Widespread speculation about the impact of the Sept. 11 terrorist attacks on Americans' faith raises questions about the impact of earlier crises in U.S. history. Survey trend data on the effect of these traumatic events is sketchy, but certain patterns emerge. Public perceptions of religion's importance in society tend to spike following crises, but those perceptions are often short-lived, and don't frequently translate into behavioral changes.
One year after the Pearl Harbor attack on Dec. 7, 1941, concerns about the war led increasing numbers of Americans -- particularly young adults -- to say that they were reading the Bible more intently and with a greater sense of purpose. In the immediate post-war period, many Americans felt the need to grow spiritually. Huge numbers of people that Gallup surveyed in the late 1940s expressed enthusiasm for retreats and quiet places for meditation and spiritual growth.

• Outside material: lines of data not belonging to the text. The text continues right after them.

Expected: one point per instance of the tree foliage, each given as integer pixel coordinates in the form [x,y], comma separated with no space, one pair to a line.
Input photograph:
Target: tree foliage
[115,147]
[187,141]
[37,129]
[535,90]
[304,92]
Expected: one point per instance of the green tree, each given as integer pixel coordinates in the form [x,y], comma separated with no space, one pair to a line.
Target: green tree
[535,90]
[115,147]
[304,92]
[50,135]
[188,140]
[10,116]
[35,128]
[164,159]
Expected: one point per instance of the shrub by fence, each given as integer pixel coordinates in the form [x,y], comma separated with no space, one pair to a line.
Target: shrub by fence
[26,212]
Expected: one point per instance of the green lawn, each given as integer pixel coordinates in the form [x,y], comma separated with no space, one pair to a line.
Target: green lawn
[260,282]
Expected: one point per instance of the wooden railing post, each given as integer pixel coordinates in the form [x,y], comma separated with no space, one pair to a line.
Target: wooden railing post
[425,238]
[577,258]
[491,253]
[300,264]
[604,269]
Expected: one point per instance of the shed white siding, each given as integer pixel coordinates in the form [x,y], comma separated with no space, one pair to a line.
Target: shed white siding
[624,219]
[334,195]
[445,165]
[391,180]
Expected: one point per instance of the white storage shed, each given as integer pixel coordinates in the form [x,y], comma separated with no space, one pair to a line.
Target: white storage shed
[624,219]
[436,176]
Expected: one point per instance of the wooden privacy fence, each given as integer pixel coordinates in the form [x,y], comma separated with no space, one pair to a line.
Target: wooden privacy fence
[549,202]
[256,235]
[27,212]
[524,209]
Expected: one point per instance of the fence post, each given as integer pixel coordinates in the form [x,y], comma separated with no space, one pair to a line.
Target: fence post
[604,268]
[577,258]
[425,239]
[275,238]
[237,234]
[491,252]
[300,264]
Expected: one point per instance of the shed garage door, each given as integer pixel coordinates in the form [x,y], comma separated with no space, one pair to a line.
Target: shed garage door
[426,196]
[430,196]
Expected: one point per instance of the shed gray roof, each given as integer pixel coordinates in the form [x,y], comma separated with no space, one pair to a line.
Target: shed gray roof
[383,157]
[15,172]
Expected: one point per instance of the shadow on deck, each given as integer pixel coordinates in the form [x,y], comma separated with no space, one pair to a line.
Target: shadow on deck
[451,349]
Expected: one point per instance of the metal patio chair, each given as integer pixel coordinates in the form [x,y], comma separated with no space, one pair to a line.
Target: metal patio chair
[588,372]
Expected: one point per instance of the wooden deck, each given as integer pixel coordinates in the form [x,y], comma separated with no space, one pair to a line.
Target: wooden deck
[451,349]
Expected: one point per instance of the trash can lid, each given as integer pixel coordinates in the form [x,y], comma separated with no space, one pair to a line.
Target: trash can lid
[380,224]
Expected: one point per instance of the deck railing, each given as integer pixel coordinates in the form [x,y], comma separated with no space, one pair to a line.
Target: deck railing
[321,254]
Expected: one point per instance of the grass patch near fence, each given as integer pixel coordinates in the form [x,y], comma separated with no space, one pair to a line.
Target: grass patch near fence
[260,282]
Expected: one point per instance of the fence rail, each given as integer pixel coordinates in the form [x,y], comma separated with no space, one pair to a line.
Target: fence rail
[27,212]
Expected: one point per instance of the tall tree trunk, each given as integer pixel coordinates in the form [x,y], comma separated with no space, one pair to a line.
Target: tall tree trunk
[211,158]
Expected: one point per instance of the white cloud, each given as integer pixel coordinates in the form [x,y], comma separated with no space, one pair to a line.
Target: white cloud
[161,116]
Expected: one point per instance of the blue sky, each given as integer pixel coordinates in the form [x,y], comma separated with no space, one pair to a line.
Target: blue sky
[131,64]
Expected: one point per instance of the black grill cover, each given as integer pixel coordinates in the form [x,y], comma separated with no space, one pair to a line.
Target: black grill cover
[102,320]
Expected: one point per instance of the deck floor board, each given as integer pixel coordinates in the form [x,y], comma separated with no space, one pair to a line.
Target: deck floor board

The growing religiosity, or piety, of the 1940s spilled over into the 1950s. This decade was one of religious revival, with rapid growth in church membership, especially in the booming new suburbs. At the end of the 1950s, nearly three-quarters of the population were members of churches or other faith communities, and no fewer than eight in 10 expressed the belief that religion can answer "all or most of today's problems."
The 1960s was a decade of change and upheaval. The Vietnam War had a devastating effect on the public's confidence in government, as well as in other social institutions, including the church. Though Americans' basic beliefs remained intact, confidence in organized religion plunged. Gallup's Index of Leading Religious Indicators dropped 57 points -- from 741 to 684 -- between 1961 and 1974. While Vietnam was a key factor in the decline in many of the standard Gallup indicators of religiosity, defection among young Catholics was another. This segment of the populace felt they could not oppose Pope Paul VI's 1962 encyclical on birth control and remain in the church.
The next major commitment of U.S. troops came during the Persian Gulf War. On Jan. 16, 1991, a U.S.-led international force launched air and missile attacks on Iraq and Iraq-occupied Kuwait. At that time, six in 10 Americans told Gallup interviewers that they were praying more than they usually do, and eight in 10 said that prayers in such situations can be "very" or "fairly" effective.
Fast forward to Sept. 11, 2001. In the attacks' immediate, anguished aftermath, three-fourths of Americans said they prayed more frequently and fervently than usual and six in 10 attended memorial services.
A Gallup survey conducted 10 days later (Sept. 21-22) recorded an increase in religiosity. The percentage of people normally attending church in a typical week increased by six percentage points, and those who said religion is "very important" in their lives increased by seven points. By December, however, self-reported church attendance returned to its normal level (see trend above), as did the percentage saying religion is "very important" to them. As of this writing, there appears to be little evidence of a religious revival or awakening, although the public's perception is that religion has greatly increased its influence on U. S. society (see "What Were Sept. 11's Effects on Religion in America?" under Related Items below).
It remains to be seen whether the attacks and America's ongoing war on terrorism will affect Americans' spirituality and religious faith over the long run. But the survey evidence that is available for the last seven decades suggests that wartime years more often tend to support religious faith on a limited basis, rather than undercut it.